Previously, OpenAI's CLIP model garnered significant attention for its excellent performance in multimodal tasks such as visual question answering (VQA) and document understanding. However, language-based learning methods face numerous challenges due to the complexity and limitations in acquiring large-scale datasets. To address this, Meta leveraged its MetaCLIP dataset (MC-2B) containing 2 billion images for training, completely eliminating language supervision. This strategy allowed researchers to thoroughly evaluate the performance of pure visual self-supervised learning without constraints imposed by data or model size.

The WebSSL models employ two primary visual self-supervised learning paradigms: joint embedding learning (DINOv2) and masked modeling (MAE). All models were trained using 224x224 resolution images, with the visual encoder frozen to ensure that differences in results stem solely from the pre-training strategy. This model series was trained across five capacity levels (ViT-1B to ViT-7B) and evaluated using the Cambrian-1 benchmark, encompassing 16 VQA tasks covering general visual understanding, knowledge reasoning, OCR (optical character recognition), and chart interpretation.
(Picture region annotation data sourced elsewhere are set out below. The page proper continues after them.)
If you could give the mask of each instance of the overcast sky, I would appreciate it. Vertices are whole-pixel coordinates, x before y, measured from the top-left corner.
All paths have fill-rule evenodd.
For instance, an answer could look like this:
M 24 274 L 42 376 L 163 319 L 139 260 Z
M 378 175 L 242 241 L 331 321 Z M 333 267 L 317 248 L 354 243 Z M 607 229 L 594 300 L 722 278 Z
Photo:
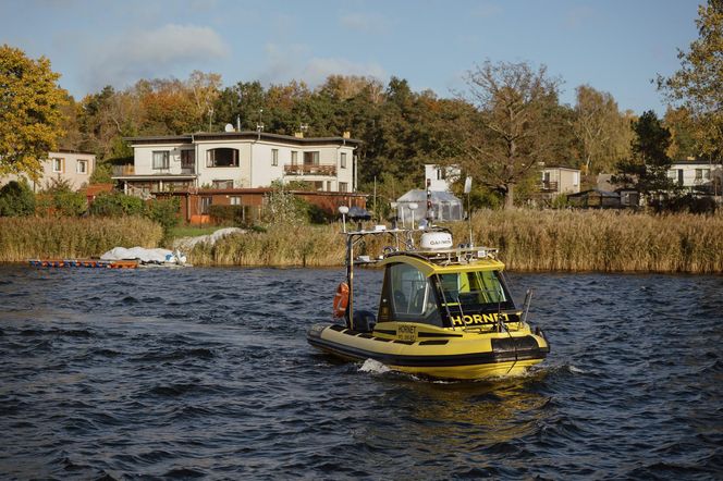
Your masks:
M 452 97 L 486 59 L 546 64 L 562 101 L 609 91 L 664 113 L 651 84 L 697 37 L 696 0 L 0 0 L 0 44 L 46 55 L 76 99 L 139 78 L 220 73 L 265 85 L 405 78 Z

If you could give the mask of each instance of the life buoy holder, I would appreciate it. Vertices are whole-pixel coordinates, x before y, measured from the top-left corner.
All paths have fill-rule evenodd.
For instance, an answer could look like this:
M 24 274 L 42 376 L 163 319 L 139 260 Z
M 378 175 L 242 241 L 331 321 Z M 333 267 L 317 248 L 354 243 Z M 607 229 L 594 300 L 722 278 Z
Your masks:
M 348 284 L 340 282 L 334 295 L 334 317 L 343 318 L 348 306 Z

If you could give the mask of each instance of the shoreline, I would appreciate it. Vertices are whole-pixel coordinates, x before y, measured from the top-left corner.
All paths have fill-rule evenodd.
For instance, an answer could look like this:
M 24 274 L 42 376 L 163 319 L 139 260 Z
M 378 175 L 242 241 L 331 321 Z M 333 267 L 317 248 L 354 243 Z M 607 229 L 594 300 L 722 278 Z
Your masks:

Experimental results show a significant improvement in WebSSL's performance on VQA tasks as the model size increases. Notably, it even surpasses CLIP in OCR and chart tasks. Furthermore, high-resolution (518px) fine-tuning significantly improved WebSSL's performance on document tasks, narrowing the gap with some high-resolution models.

It's noteworthy that WebSSL, despite lacking language supervision, exhibits good alignment with some pre-trained language models (like LLaMA-3). This suggests that large-scale visual models can implicitly learn features related to text semantics, offering new insights into the relationship between vision and language.
Meta's WebSSL models not only excel in traditional benchmarks but also pave the way for future research in language-free learning.